If you enter an adjustment percentage, the calculator updates that row before applying the weight. This helps model raises, regional premiums, or market changes.
The weighted salary value is useful for budgeting because it combines pay level and group size into one clear figure.
How to Use This Calculator
- Choose your currency, weight basis, and decimal preference.
- Enter one row for each department, grade, location, or scenario.
- Provide the average salary and the matching weight for that row.
- Add an optional adjustment percentage if you want a modeled increase or decrease.
- Click the calculate button to place the result below the header and above the form.
- Review the summary cards, detailed table, and Plotly graph.
- Download the current result as CSV or PDF for reporting.
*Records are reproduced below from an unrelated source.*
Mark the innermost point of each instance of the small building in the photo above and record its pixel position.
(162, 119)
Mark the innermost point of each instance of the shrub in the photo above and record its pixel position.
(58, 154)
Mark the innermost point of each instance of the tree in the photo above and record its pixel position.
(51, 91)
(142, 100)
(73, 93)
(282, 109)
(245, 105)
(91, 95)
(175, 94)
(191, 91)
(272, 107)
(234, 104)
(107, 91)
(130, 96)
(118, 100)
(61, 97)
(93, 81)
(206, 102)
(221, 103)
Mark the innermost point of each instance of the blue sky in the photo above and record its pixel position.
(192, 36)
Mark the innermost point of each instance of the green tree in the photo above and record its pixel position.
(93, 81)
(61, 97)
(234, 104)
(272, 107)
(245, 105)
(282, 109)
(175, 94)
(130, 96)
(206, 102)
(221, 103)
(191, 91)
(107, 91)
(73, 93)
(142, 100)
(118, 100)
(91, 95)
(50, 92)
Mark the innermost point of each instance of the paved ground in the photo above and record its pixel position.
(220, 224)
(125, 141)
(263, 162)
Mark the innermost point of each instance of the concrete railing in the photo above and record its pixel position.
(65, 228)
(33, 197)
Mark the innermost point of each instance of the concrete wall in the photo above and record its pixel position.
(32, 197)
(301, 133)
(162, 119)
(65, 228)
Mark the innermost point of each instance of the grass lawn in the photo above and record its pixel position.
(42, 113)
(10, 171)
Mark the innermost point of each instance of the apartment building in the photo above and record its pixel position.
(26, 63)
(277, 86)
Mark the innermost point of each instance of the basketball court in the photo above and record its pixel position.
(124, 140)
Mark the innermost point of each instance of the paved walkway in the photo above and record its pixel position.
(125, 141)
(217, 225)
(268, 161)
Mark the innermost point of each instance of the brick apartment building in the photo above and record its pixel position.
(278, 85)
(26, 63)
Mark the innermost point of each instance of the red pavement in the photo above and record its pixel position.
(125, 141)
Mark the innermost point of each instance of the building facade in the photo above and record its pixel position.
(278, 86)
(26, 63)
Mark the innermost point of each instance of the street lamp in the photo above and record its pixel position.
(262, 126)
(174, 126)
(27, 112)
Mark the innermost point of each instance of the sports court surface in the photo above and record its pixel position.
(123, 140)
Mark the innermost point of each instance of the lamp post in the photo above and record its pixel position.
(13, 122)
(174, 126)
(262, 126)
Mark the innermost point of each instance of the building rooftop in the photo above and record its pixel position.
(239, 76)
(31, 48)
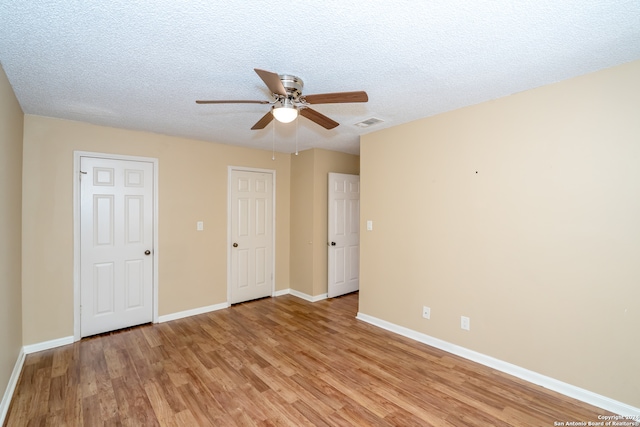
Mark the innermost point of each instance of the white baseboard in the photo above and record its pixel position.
(281, 292)
(34, 348)
(306, 297)
(11, 387)
(522, 373)
(192, 312)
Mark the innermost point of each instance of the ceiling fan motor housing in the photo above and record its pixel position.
(293, 85)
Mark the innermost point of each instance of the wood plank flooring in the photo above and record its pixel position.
(274, 362)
- Use the add row button whenever you need more salary groups.
FAQs
1) What does weighted average salary mean?
Weighted average salary multiplies each salary by its assigned weight, adds those products, then divides by the total weight. It is more realistic than a simple mean when teams, grades, or workloads are not equal.
2) When should I use employee count as the weight?
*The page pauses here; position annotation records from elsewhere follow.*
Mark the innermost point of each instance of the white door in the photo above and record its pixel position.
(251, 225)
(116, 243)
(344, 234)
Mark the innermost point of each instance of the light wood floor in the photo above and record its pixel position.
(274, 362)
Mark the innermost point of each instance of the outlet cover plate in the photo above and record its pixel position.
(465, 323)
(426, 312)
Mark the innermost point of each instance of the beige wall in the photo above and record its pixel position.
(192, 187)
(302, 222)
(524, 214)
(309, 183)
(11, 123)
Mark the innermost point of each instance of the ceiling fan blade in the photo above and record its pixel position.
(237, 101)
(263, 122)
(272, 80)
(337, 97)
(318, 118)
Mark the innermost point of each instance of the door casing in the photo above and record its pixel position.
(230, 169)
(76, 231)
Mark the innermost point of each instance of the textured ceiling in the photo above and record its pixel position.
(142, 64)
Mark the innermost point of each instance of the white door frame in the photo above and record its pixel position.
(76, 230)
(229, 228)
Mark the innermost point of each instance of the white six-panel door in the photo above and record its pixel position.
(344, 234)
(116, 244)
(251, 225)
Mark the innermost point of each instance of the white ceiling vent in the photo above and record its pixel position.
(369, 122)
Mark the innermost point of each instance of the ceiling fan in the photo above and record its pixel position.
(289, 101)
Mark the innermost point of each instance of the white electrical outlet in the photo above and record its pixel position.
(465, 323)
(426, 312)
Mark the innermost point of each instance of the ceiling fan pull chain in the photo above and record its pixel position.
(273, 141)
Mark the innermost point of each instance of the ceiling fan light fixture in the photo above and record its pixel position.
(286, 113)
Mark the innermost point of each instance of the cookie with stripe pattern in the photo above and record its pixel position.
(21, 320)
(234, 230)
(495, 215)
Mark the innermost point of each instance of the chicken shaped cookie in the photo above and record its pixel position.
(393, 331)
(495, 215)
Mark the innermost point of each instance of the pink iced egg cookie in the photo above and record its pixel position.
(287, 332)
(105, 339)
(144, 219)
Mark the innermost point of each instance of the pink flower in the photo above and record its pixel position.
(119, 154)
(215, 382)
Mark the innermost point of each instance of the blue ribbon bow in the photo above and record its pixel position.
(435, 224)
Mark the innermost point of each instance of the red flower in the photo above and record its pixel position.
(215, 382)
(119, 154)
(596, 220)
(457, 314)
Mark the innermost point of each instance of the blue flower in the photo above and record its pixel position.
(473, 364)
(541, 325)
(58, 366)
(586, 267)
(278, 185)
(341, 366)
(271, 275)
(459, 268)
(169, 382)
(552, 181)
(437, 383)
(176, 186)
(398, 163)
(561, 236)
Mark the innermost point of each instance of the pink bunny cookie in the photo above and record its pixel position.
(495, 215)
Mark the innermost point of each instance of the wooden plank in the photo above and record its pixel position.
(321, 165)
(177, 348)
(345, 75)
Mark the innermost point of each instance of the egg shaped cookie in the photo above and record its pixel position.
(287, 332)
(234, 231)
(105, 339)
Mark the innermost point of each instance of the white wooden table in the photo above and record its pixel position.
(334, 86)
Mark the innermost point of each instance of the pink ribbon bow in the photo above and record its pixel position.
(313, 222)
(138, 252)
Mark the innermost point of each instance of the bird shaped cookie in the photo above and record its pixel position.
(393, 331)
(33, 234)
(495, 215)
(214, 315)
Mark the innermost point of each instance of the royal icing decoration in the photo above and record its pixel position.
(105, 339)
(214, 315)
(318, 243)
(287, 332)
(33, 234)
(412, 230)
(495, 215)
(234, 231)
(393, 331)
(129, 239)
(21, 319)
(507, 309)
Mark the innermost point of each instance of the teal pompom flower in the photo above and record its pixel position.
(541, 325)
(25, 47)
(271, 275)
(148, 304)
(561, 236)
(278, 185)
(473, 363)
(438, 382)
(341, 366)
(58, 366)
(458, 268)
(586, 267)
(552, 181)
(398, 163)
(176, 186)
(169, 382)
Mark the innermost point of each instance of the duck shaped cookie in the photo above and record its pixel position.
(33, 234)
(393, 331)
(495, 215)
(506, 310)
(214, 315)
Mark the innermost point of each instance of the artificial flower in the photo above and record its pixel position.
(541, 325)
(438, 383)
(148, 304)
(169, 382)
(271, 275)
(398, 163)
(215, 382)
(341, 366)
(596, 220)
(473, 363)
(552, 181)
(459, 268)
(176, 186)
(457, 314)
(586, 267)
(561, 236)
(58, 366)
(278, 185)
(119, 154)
Use employee count when each row represents a group of people sharing a typical salary. The result then estimates the combined average pay across the represented workforce.
3) Can I use hours or FTE instead of headcount?
Yes. Hours, FTE, and custom weights all work. The calculator still multiplies each salary by its weight, then divides by the total weight.
4) Why include adjustment percentages?
Adjustment percentages help model raises, location premiums, market shifts, or cost corrections. Each adjustment changes the row salary before the weighted average is calculated.
5) What happens if a row has zero weight?
A zero-weight row has no influence on the result. This page requires weights above zero for included rows, which protects the formula from meaningless inputs and divide-by-zero problems.
6) Is weighted average salary the same as payroll per employee?
Not always. They match when the weight is employee count and each salary is per person. Other weight types create a different planning view.
7) Can I compare departments with different sizes?
Yes. Weighted averages are useful for comparing departments, locations, and job bands because they reflect both pay level and relative size.
8) Do the downloads include my submitted data?
Yes. The CSV and PDF exports use the current calculated result, including row details, totals, weighted average, and adjustment effects shown after submission.